Hvem Promotes The Osteogenesis Of Allo-Mscs By Inhibiting The Secretion Of Il-17 And Ifn-Gamma In V Gamma 4t Cells

Bone defects are a common orthopaedic concern, and an increasing number of tissue-engineered bones (TEBs) are used to repair bone defects. Allogeneic mesenchymal stem cells (allo-MSCs) are used as seed cells in many approaches to develop TEB constructs, but the immune response caused by allogeneic transplantation may lead to transplant failure. V gamma 4 T (V gamma 4T) cells play an important role in mediating the immune response in the early stage after transplantation; therefore, we wanted to verify whether suppressing V gamma 4T cells by herpesvirus entry mediator (HVEM)/B and T lymphocyte attenuator (BTLA) signalling can promote MSCs osteogenesis in the transplanted area.

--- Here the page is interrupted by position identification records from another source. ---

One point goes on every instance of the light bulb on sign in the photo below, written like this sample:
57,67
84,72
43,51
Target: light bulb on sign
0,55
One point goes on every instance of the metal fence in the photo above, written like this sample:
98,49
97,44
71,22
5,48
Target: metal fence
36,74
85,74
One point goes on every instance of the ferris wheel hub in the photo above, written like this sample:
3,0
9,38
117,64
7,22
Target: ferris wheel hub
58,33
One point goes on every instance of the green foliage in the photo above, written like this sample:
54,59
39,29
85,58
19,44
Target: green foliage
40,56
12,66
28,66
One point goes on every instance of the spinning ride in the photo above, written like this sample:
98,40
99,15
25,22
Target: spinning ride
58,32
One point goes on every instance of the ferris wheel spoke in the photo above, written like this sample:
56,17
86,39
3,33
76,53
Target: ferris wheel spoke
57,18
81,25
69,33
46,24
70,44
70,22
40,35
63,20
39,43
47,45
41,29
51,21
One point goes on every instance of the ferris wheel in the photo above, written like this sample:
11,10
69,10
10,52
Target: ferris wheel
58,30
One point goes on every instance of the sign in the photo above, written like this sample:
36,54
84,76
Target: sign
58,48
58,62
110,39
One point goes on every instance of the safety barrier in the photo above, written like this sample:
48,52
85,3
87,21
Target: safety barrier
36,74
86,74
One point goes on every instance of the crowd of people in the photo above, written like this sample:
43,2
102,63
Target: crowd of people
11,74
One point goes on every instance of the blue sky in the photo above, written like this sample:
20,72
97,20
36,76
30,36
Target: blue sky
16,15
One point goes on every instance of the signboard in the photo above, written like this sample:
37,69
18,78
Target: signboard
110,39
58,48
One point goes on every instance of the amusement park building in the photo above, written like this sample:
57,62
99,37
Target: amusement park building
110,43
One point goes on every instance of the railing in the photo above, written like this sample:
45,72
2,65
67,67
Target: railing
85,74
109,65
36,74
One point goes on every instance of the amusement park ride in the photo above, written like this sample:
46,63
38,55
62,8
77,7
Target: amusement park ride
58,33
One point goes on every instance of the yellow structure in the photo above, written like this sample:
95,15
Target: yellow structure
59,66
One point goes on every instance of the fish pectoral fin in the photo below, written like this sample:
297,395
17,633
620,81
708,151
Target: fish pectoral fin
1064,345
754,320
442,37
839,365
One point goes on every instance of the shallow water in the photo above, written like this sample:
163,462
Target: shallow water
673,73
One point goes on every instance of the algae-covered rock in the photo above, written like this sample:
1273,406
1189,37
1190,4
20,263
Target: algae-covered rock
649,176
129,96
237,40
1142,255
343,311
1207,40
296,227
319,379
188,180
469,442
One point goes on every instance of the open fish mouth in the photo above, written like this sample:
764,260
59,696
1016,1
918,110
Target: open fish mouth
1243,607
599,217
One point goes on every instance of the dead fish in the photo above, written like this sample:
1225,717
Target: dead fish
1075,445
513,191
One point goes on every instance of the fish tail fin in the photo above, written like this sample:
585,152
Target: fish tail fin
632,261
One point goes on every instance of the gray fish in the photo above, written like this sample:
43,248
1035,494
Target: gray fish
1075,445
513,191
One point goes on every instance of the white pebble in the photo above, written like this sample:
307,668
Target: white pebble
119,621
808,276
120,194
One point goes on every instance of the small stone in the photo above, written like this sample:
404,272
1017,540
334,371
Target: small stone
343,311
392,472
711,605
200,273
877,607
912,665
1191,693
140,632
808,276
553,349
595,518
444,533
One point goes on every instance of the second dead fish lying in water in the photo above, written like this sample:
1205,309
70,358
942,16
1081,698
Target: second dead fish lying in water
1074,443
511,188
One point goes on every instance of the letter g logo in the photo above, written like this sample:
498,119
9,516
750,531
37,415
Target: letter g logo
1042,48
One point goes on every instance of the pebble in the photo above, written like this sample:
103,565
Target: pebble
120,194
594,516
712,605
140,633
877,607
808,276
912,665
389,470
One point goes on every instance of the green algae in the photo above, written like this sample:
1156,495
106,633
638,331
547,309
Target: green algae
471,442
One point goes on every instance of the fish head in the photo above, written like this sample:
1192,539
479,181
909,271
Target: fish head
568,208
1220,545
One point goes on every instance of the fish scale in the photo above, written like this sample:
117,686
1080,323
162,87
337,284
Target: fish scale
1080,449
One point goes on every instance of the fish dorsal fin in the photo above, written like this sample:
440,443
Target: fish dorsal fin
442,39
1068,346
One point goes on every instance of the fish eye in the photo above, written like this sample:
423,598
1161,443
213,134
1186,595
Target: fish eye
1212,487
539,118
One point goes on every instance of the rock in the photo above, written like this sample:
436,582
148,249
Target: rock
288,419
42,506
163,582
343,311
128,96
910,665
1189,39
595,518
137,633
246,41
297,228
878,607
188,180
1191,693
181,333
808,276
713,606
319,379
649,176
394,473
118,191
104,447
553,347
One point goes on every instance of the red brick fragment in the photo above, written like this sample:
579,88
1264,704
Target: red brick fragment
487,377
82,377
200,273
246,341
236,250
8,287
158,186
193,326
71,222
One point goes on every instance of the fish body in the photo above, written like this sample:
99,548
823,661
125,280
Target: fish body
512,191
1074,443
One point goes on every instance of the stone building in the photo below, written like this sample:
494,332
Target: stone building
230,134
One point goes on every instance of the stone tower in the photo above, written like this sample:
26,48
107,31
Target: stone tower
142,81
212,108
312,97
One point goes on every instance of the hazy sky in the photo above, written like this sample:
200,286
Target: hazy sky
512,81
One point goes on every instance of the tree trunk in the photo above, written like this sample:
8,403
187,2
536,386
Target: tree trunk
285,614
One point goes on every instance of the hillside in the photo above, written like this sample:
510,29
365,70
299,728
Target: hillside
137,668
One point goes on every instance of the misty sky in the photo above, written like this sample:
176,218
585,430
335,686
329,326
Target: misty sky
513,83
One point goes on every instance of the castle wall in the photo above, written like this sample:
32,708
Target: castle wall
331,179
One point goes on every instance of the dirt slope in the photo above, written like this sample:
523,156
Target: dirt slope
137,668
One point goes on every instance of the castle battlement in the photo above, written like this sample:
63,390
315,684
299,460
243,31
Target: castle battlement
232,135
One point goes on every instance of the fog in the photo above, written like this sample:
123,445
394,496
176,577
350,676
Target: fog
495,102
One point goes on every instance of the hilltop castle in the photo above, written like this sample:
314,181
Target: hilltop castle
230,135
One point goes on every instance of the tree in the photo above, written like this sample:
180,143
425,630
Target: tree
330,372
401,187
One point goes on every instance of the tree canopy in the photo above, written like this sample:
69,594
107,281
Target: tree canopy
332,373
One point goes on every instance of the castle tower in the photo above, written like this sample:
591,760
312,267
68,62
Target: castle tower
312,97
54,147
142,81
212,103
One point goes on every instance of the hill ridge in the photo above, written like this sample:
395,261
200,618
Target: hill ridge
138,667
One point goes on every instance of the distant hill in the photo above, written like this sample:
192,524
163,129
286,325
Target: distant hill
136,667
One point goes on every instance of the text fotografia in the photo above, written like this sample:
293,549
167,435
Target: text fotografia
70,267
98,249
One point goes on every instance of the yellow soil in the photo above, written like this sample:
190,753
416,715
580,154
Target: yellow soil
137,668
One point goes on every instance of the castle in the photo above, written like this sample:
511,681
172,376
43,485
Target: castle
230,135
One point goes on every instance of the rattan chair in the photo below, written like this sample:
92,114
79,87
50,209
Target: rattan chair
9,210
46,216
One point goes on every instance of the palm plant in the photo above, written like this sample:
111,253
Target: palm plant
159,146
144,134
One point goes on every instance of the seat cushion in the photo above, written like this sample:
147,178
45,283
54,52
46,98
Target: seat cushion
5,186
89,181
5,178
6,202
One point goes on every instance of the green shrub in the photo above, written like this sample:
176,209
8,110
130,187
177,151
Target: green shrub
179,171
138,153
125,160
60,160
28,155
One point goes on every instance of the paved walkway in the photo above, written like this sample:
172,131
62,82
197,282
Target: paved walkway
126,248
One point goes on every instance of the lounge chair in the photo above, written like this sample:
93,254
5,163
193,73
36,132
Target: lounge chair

In vitro experiments showed that the osteogenic differentiation of MSCs and V gamma 4T cells was weakened after co-culture, and an increase in interleukin-17 (IL-17) and interferon-gamma (IFN-gamma) levels was detected in the culture supernatant. HVEM-transfected MSCs (MSCs-HVEM) still exhibited osteogenic differentiation activity after co-culture with V gamma 4T cells, and the levels of IL-17 and IFN-gamma in the co-culture supernatant were significantly reduced. In vivo experiments revealed that inflammation in the transplanted area was reduced and osteogenic repair was enhanced after V gamma 4T cells were removed. MSCs-HVEM can also consistently contribute to reduced inflammation in the transplanted area and enhanced bone repair in wild-type (WT) mice. Therefore, our experiments verified that HVEM can promote the osteogenesis of allo-MSCs by inhibiting IL-17 and IFN-gamma secretion from V gamma 4T cells.